Would it make sense for Kokkos::atomic_* to be functions of the execution space? Users would write, for example,

execution_space::atomic_add (&x[i], 42.0);

or for an execution space instance instance,

instance.atomic_add (&x[i], 42.0);

hcedwar · 2016-11-22T18:05:06Z

This would deviate way to much from the ISO/C++ standard, and from where the C++20 standard is headed for allowing atomic operations on non- std::atomic types.

Best we can do is when Kokkos is configured with ONLY the Kokkos::Serial back-end that the atomic implementations decay to non-atomic operations. This is still high-risk because an application may be using pthreads or OpenMP unknown to Kokkos, then use Kokkos atomics, then get silent data corruption, and then blame Kokkos.

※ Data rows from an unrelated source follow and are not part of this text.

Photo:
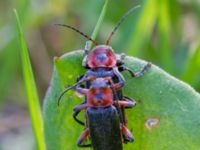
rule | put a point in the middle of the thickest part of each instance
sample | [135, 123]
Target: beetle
[102, 62]
[100, 97]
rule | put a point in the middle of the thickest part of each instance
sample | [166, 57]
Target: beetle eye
[101, 57]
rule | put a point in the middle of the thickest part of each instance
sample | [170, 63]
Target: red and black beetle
[103, 63]
[100, 97]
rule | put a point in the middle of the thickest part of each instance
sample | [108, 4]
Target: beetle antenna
[120, 22]
[81, 33]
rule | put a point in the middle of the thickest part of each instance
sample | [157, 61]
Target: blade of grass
[99, 23]
[33, 100]
[164, 36]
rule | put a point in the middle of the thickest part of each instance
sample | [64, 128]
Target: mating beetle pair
[103, 93]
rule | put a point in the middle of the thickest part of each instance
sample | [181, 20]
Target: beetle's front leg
[121, 103]
[75, 114]
[139, 73]
[83, 136]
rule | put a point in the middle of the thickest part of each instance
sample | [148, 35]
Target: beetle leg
[128, 99]
[80, 107]
[126, 132]
[122, 103]
[83, 136]
[139, 73]
[75, 114]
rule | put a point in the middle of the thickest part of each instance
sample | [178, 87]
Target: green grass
[31, 91]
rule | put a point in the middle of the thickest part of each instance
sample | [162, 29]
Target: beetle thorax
[102, 56]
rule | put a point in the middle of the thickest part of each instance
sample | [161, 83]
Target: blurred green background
[164, 32]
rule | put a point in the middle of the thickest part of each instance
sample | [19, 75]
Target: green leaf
[143, 27]
[166, 115]
[32, 95]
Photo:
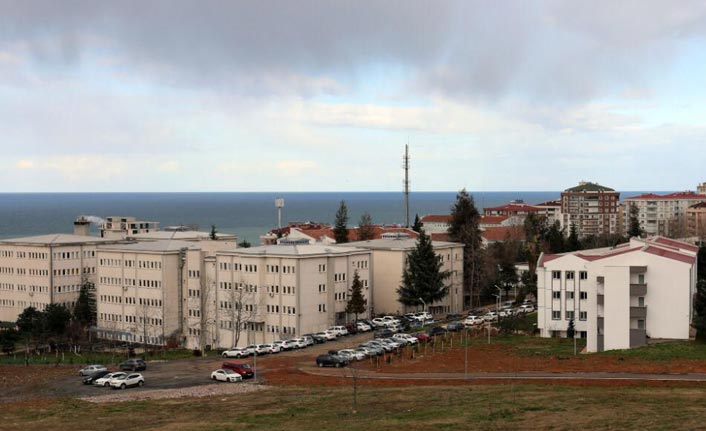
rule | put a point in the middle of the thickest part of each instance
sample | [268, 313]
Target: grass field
[436, 408]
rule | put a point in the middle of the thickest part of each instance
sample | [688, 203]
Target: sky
[313, 95]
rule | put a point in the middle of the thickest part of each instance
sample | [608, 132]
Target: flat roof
[58, 239]
[294, 250]
[398, 244]
[152, 246]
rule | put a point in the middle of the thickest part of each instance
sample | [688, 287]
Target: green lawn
[519, 406]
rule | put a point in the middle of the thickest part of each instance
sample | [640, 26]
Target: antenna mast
[405, 165]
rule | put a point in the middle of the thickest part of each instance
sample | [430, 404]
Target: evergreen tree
[365, 227]
[417, 226]
[464, 228]
[85, 308]
[634, 229]
[422, 279]
[699, 321]
[340, 229]
[573, 243]
[356, 302]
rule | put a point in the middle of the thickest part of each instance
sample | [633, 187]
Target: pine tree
[340, 229]
[464, 228]
[85, 308]
[417, 226]
[699, 322]
[365, 227]
[634, 229]
[356, 302]
[422, 279]
[573, 243]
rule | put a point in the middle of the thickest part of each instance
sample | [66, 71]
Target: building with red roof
[619, 297]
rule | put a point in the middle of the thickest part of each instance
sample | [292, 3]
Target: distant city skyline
[323, 96]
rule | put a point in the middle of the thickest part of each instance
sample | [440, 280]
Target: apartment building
[664, 215]
[592, 208]
[120, 227]
[47, 269]
[285, 290]
[389, 257]
[619, 297]
[696, 221]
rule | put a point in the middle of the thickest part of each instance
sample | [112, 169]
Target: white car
[237, 352]
[126, 381]
[363, 327]
[473, 321]
[91, 369]
[105, 380]
[226, 376]
[411, 339]
[339, 330]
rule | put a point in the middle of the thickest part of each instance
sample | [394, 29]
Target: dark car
[133, 364]
[437, 330]
[329, 360]
[90, 379]
[241, 368]
[455, 326]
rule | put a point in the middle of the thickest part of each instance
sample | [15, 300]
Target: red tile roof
[436, 218]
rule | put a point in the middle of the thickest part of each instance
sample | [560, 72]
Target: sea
[248, 215]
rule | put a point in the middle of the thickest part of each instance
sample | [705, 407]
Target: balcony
[638, 289]
[638, 312]
[638, 337]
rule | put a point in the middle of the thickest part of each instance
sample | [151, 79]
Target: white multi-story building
[285, 290]
[389, 257]
[47, 269]
[620, 296]
[663, 214]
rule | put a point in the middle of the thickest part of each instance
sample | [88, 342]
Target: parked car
[328, 360]
[91, 369]
[526, 308]
[226, 376]
[133, 364]
[437, 330]
[105, 380]
[473, 321]
[409, 338]
[245, 370]
[237, 352]
[88, 380]
[127, 380]
[455, 326]
[339, 330]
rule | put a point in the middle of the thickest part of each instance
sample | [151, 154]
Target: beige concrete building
[285, 290]
[388, 262]
[120, 227]
[46, 269]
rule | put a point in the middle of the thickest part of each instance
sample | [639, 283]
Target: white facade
[286, 290]
[47, 269]
[618, 297]
[389, 258]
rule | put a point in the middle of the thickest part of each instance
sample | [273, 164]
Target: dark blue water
[246, 214]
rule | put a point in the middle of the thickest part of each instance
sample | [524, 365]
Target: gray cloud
[553, 50]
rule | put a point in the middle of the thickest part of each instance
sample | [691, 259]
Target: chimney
[82, 226]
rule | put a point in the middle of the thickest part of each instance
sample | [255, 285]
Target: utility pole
[405, 165]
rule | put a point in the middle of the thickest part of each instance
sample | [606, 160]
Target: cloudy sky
[319, 95]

Would be best to have a Kokkos configuration option that says each program process is guaranteed to be internally serial (a.k.a., MPI only for parallelism) so atomic operations should decay to non-atomic operations. Perhaps, KOKKOS_USING_SERIAL_PROCESS
Naming must conform to how issue #150 is resolved.

crtrott · 2016-11-22T18:36:59Z

Yeah this is what I was thinking as well. And I agree with Carter that the default should be safe. So the option is to turn of atomics if and only if Serial is the only configured backend.

nmhamster · 2016-11-22T18:39:42Z

Can we make that the default if only serial is configured so that all the MPI only codes running at the lab (which is quite a few right now) benefit?

crtrott · 2016-11-22T19:56:28Z

So you think the scenario Carter brought up and I talked about earlier is unlikely enough to make it worth the risk?

mhoemmen · 2016-11-22T20:38:36Z

Internal apps might very well enable OpenMP (the "one configuration to rule them all" approach), so in practice, it might be harder than this to turn off atomic updates.

nmhamster · 2016-11-23T14:55:01Z

In general I think we should try to remove the overheads for MPI only configurations as much as possible. We are paying thousands of cycles which are not needed at all in the common (MPI only) case. My gut feeling is to say that if you enable Serial we make no guarantees unless you provide an override to force us to compile thread aware operations.

mhoemmen · 2016-11-23T21:00:35Z

@nmhamster wrote:

In general I think we should try to remove the overheads for MPI only configurations as much as possible.

I agree :-) The issue is that the internal apps that want MPI only to perform well, may actually turn on OpenMP or Pthreads in Kokkos, even though they may not be using it. I'm not sure if we need to worry about that case, though. If they bother to turn on OpenMP, it's their fault if they don't use it. I don't think Kokkos can reasonably figure out globally, at configuration or compile time, whether or not users actually use an enabled execution space.

ibaned · 2016-11-25T19:11:12Z

Is there any way to disable atomics currently ? If not it would be nice to have the option, though I don't know about defaults. In my case, I get Valgrind false positives from Kokkos atomic assign operations in Tpetra in serial runs (it compares an uninitialized value to itself). Being able to compile without atomics would make debugging easier.

mhoemmen · 2016-11-25T22:29:58Z

@ibaned wrote:

In my case, I get Valgrind false positives from Kokkos atomic assign operations in Tpetra in serial runs (it compares an uninitialized value to itself).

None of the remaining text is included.